Influenza virus is composed of eight single stranded RNA segments. Each of these segments will encode for a specific viral protein. In antigenic shift, there are rearrangements of gene segments observed. It is also seen when two viruses infect the same cell causing assortment of the two viruses. The 1918 pandemic of H1N1 was due to antigenic shift from pigs to humans. This type A H1N1 was a quadruple reassortment virus containing genes from H1N1 virus of Eurasian pigs, H1N2 virus of avian swine flu and H3N2 human influenza virus. PB2 and NA was from H1N2, PB1 was from H3N2, and NA, M segments from H1N1. This new virus also had HA, NP, NS from a classic swine influenza virus.
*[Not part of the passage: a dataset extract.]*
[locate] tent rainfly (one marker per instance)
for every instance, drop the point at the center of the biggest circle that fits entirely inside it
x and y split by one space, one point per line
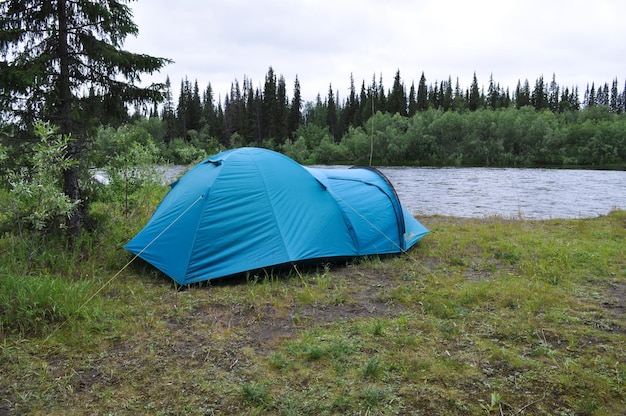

As these reassortment causes formation of a new virus with different combination of parental RNA, they are not recognized by the immune system. Hence, the new viral strain can escape the immune response and cause enhanced infectivity.
Recombination is another evolutionary mechanism that occurs in rare cases of influenza virus. Non-homologous recombination between two different fragments and rare homologous recombination due to template switching during RNA replication are major mechanism for recombination. Homologous recombination has been observed in PB2, HA and NP has occurred between H1N1 sub-strains or H1N1 and H3N2 strains. However, recombination is not very common. Antigenic drift and shift are the major mechanism of evolution in Influenza virus.